Suning’s loss of Inter Milan last week has erased the net worth of company founder Zhang Jindong. The one-time billionaire was worth about $6 billion when his company bought Inter Milan in 2016, according to Bloomberg calculations. It’s now close to zero. 

Suning made its name in retail, selling electronic appliances in thousands of brick-and-mortar outlets. With $35.5 billion in revenue for the 2020 financial year, the Chinese company ranked 328 on Fortune’s 2021 Global 500 list. 

That was the last time Suning made the list, as revenue dropped to $10 billion in 2022. 

Who owns Europe’s clubs now?

Oaktree, in a statement soon after it seized control of Inter Milan, said its initial focus will be to ensure “operational and financial stability.” The firm is planning to bring in more Italian and European members to the club’s board. (At the time of Oaktree’s takeover, people of Chinese origin made up more than half of Inter Milan’s board, including its president.)

The U.S. now has a bigger presence in world soccer. Half of the teams in England’s top league now have some level of U.S. ownership. And Inter Milan is now the seventh club in Italy’s top league to be owned by a U.S. firm.

Gulf states are also starting to buy clubs in Europe’s top leagues. Paris Saint-Germain, owned by Qatar Sports Investments, dominates the French league, while British club Manchester City, owned by a company controlled by United Arab Emirates royal Sheikh Mansour, is winning both domestically and in Europe. 

Oli Scarff—AFP/Getty Images

But some ownership stakes are controversial. Human rights activists and some politicians have criticized the takeover of Newcastle by the Public Investment Fund, Saudi Arabia’s sovereign wealth fund, as “sportswashing,” or using soccer to help cover up the country’s human rights record.

Will China ever be good at soccer?

China’s male soccer players perform poorly on the global stage. The country’s national men’s team is ranked 88th out of 210 teams, low for a country of its population size. The team has only qualified for the FIFA World Cup once, back in 2002.

Byer, who previously held positions in Chinese soccer at the youth level nationally and at the Beijing Guoan soccer club, says that “most people have no clue about youth development.”

While China focused at the elite level, its neighbor Japan instead targeted younger players. That “automatically increases the elite player pool, because the gap between the best and least developed becomes smaller,” Byer explains. 
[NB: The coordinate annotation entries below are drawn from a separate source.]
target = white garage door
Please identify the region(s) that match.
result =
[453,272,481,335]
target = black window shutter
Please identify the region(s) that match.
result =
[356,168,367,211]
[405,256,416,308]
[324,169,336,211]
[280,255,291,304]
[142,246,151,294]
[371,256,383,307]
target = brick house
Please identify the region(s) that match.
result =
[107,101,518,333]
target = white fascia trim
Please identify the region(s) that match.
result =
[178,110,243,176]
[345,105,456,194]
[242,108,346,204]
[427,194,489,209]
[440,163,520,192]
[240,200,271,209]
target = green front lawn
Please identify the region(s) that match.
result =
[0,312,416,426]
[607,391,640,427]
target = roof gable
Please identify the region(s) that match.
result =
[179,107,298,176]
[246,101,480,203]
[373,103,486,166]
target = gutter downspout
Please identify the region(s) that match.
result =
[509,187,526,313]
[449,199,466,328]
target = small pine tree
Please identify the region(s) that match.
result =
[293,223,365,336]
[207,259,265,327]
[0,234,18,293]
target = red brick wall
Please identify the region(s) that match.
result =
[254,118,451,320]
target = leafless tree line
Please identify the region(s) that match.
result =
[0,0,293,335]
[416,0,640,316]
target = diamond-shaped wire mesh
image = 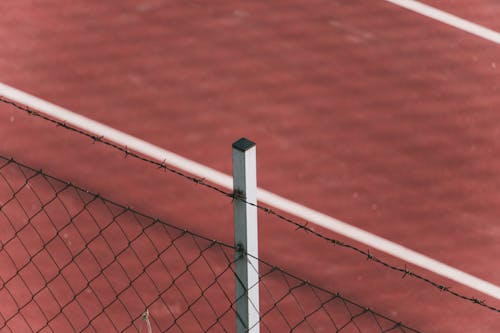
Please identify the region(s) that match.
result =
[0,157,415,332]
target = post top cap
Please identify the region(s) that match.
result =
[233,138,255,151]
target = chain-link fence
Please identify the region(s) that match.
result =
[0,157,415,333]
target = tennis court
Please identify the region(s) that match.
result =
[0,0,500,332]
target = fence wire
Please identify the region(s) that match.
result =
[0,157,417,332]
[0,96,500,313]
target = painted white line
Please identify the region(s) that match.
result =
[385,0,500,44]
[0,83,500,299]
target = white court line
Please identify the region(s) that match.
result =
[0,83,500,299]
[385,0,500,44]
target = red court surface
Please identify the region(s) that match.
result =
[0,0,500,332]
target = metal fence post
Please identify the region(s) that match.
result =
[233,138,260,333]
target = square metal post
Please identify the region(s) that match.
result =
[233,138,260,333]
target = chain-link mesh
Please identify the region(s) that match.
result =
[0,157,415,332]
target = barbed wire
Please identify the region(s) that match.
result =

Japan qualified for the FIFA World Cup for the first time in 1998, but has since qualified for every competition since. More Japanese players are playing in Europe’s top leagues, the pinnacle of professional soccer. (There are currently no Chinese soccer players in Europe’s top leagues after Wu Lei left the Spanish club Espanyol in August 2022.)

China is currently competing in the qualifiers for the upcoming 2026 FIFA World Cup, to be held in Canada, Mexico and the U.S.
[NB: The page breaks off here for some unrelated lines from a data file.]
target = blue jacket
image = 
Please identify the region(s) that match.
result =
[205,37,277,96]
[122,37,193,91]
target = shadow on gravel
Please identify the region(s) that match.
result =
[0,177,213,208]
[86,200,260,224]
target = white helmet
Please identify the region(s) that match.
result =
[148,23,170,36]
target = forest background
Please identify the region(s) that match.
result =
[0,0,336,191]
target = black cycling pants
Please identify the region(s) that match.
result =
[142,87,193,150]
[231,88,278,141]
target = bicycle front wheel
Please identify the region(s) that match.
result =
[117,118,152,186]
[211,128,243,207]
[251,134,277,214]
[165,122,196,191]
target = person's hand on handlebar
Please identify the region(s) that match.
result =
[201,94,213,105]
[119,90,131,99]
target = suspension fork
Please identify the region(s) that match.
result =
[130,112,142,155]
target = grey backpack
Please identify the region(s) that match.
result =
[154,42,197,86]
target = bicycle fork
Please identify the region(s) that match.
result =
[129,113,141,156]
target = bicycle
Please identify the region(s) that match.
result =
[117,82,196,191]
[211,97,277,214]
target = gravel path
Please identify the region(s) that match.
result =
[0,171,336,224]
Even China president Xi jokes about his team’s performance. In November, after China’s team beat Thailand’s in a FIFA World Cup qualifying match, the Chinese president told Thai prime minister Sretta Thavisin that “there was a lot of luck involved,” according to a post from the Thai government’s official social media accounts. 

“I’m not so sure about their level,” Xi said. “There are ups and downs.”